Main project
Due date: 11:59pm on Sunday, 21 December 2025.
Use the corresponding invite link in this google doc (accessible with your EPFL account) to accept the project, and either join an existing team or create a new one. Once this is done, go to the course GitHub organization and locate the repo titled main-project-TEAM-NAME to get started.
Intermediate submission
- By Sunday November 9, you should have chosen a team and a topic.
- On Friday November 21 your team will submit a 1-2 page writeup. Your writeup should provide a preliminary introduction to the topic you will study and provide clear motivation for why they are interesting and/or relevant.
Final submission
You are required to hand in a PDF version of your report report.pdf (max 20 pages) and the source code used. You should not show the actual code in the PDF report, unless you want to point out something specific.
Your README.md should contain instructions on reproducing the PDF report from the quarto file. This can be useful if you have issues with the automatic generation of the PDF report right before the deadline. Your README.md should also include a brief description of the contributions of each team member, if you are a team of three students.
Checklist:
The goal of this project is quite broad, students are free to come up with their own ideas. Simulation studies are the designated topic and while we suggest below a list of topics, groups interested in studying a bit deeper one of the methodological concepts from this course (not listed below) are encouraged to approach the teachers during the exercises and discuss their ideas. Prospective topics for the final project will be gradually revealed during the lectures.
Part of the grade for the final project will be awarded for value added (e.g., simulation study answering a previously unclear question). All of the prospective topics that will be introduced during the lecture will have this element, and by half-way through the semester (when the final project will start) it should be clear through the examples what the project should aspire to. We will also discuss this in person at some point, likely on Week 6. The remaining part of the project will be awarded for
- quality of the report (clarity, readability, structure, referencing, etc.)
- graphical considerations (well chosen graphics with captions, referenced from the main text)
- concepts explored beyond the scope of the course (in the soft sense that they were not fully covered during classes)
- overall quality (scope, correctness, demonstration of understanding, etc.)
A project seriously lacking in any of the criteria above will be penalized.
Topics for the final project
Unless otherwise stated, you are not required to code everything from scratch (unless there is no available source code).

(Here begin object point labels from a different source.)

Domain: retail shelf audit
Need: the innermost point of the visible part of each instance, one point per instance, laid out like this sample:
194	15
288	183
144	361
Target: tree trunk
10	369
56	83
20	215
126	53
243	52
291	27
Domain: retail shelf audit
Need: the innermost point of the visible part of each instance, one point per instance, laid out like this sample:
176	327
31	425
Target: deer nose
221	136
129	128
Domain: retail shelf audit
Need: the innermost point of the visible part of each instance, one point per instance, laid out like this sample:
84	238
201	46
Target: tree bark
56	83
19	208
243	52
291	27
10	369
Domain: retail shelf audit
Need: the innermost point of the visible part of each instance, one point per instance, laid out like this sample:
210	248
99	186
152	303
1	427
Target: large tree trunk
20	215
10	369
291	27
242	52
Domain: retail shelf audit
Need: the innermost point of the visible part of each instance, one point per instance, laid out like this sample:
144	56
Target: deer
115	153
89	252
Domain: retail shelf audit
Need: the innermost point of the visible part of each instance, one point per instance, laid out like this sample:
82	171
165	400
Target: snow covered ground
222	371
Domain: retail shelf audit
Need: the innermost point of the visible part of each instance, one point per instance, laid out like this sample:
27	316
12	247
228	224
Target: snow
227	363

1. Cross-validation for PCA
- A simulation study to compare the advantages of EM over the repaired CV for PCA, covered in Week 4.
- Implement a third approach to CV for PCA based on matrix completion (boils down to performing SVD with missing data). Details about this approach are given in the supplementary notes and a deeper dive into the matter is covered in Perry (2009), Section 5.

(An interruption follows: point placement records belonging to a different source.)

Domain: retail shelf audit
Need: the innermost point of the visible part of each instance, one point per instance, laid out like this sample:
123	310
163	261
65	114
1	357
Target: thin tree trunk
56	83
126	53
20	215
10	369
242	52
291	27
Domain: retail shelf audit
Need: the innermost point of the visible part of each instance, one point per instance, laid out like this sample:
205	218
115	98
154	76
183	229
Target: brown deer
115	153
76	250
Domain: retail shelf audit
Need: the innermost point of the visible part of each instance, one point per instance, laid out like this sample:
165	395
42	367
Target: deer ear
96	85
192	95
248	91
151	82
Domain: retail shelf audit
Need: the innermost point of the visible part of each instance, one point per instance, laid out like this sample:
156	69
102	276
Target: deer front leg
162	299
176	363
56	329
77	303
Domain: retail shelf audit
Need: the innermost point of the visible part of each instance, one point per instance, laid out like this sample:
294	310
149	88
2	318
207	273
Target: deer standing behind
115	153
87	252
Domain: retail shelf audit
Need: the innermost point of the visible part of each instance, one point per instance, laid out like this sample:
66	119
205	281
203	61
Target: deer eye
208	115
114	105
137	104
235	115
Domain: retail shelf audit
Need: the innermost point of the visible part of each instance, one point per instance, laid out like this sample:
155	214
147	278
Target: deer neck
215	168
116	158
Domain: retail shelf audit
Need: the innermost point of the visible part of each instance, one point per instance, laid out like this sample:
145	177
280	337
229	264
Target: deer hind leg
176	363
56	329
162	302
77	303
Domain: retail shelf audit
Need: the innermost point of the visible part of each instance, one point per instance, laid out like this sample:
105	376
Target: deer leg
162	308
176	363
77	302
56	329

- Compare the three methods.
2. Comparison of variable selectors in regression
- Hastie et al. (2020) have some surprising results in their simulation study, but one important method (adaptive lasso) is omitted. Try to recreate the study with adaptive lasso included (and perhaps elastic net, too?).
- The project should address the following question: When it comes to variable selection, which method to choose and under which settings and for which aim/criterion (explainability, predictability, sparsity, or number of correct covariates)?
3. Comparison of cross-validation methods for data with temporal structure
When short-range temporal dependence (autocorrelation) is not taken care of, “simple” cross-validation methods can break down as the validation and training samples are no longer independent. For instance, the “simple” CV approaches can lead to underestimation of smoothing parameters (overfitting). Several methods for dealing with such issues have been proposed in the literature. Among these, we mention the following - removing distance-based buffers around hold-out points in the LOOCV - block cross-validation - neighborhood cross validation, recently proposed by Wood (2024)
The project aims at
- exploring why cross-validation might fail in presence of temporal (or spatial) dependence, and
- making a survey of some of the modified cross-validation methods proposed in the literature to deal with autocorrelation and to compare them in a non-parametric regression setting (e.g., with smoothing splines).
Naturally, different short-range autocorrelation schemes should be investigated (e.g., AR or MA Gaussian processes).
References related to this subject: Chu and Maaron (1991), Arlot and Celisse (2010), Roberts et al. (2016).
4. The EM algorithm for different patterns of missingness
- Comparison of the performances of the EM algorithm for different percentage of missing values and for different missing-data mechanisms.
- Optional (if you have time and energy): In a setting with missing data, what about comparing parameter estimates obtained via EM with those obtained (with maximum likelihood) after imputation? You can choose one (or more) of the imputation methods described here.
- The project should address the following question: When you are faced with a missing data problem, when is the EM algorithm a good option for statistical inference (the estimation process)?
5. Diving into one of the course topics, e.g., MM algorithms or Monte Carlo integration (Week 7)
Consult with the teacher to define the project and ensure its feasibility.